The British Labour government has announced that parents will have no right to remove their children over the age of 15 from explicit “sex education” programs in schools.
Under new plans put in place by the government, sex education will be implemented starting at the age of 5 throughout the education system, including in religious schools. However, Ed Balls, the Secretary of State for Children, Schools and Families, has issued a ministerial statement saying that all children need to receive at least one year of sex education as teenagers before the age of consent at 16 – meaning that parents will lose the right to opt-out for children over 15.
Under the new sex education rules, Catholic and other religious schools will be forced to teach children about contraception and homosexuality “within the tenets of their faith,” a caveat that Daily Telegraph columnist Gerald Warner called “simply a cynical method of enforcing anti-Christian values on faith schools.”
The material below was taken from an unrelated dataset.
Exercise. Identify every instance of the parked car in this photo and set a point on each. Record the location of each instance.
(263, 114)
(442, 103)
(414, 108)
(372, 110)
Balls said in the announcement that religious schools would be forced to give details about sex, contraception and homosexuality. Balls said, “You can teach the promotion of marriage, you can teach that you shouldn’t have sex outside of marriage, what you can’t do is deny young people information about contraception outside of marriage.”
“The same arises in homosexuality,” he added. “Some faiths have a view about what in religious terms is right and wrong – what they can’t do though is not teach the importance of tolerance.”
Until this change, parents had the right to withdraw their children from sex education under the 1996 Education Act. This summer the Family Planning Association (FPA), a key player in creating the new directive, issued a demand to government that parents’ right to remove children from classes be revoked. FPA is the national affiliate of International Planned Parenthood Federation, the world’s largest pro-abortion organization. The government granted the demand despite the fact that their own public consultation found that nearly 80 per cent of respondents believed parents should retain the right to withdraw their children at any age.
Paul Tully, general secretary of the Society for the Protection of Unborn Children (SPUC), said the plan was just a means of increasing government control in its determination to “deliver its anti-life policies to children.”
The Christian Institute’s Mike Judge called the move a “terrible intrusion of the right of parents. The government isn’t responsible for educating children, parents are. Parent’s don’t lose that right on their children’s fifteenth birthday.”
“There can’t be a teenager left in Britain that doesn’t know how to roll on a condom,” Judge told the BBC. “Sex education has been a disaster. We need less of it, not more of it.”
But despite a steady chorus of protest from parents and religious organizations and the mounting evidence of the failure of such programs, the push to introduce very young children to the intricacies of human sexuality has been under way from Britain’s abortion and contraceptive lobbyists for decades, and is only intensifying.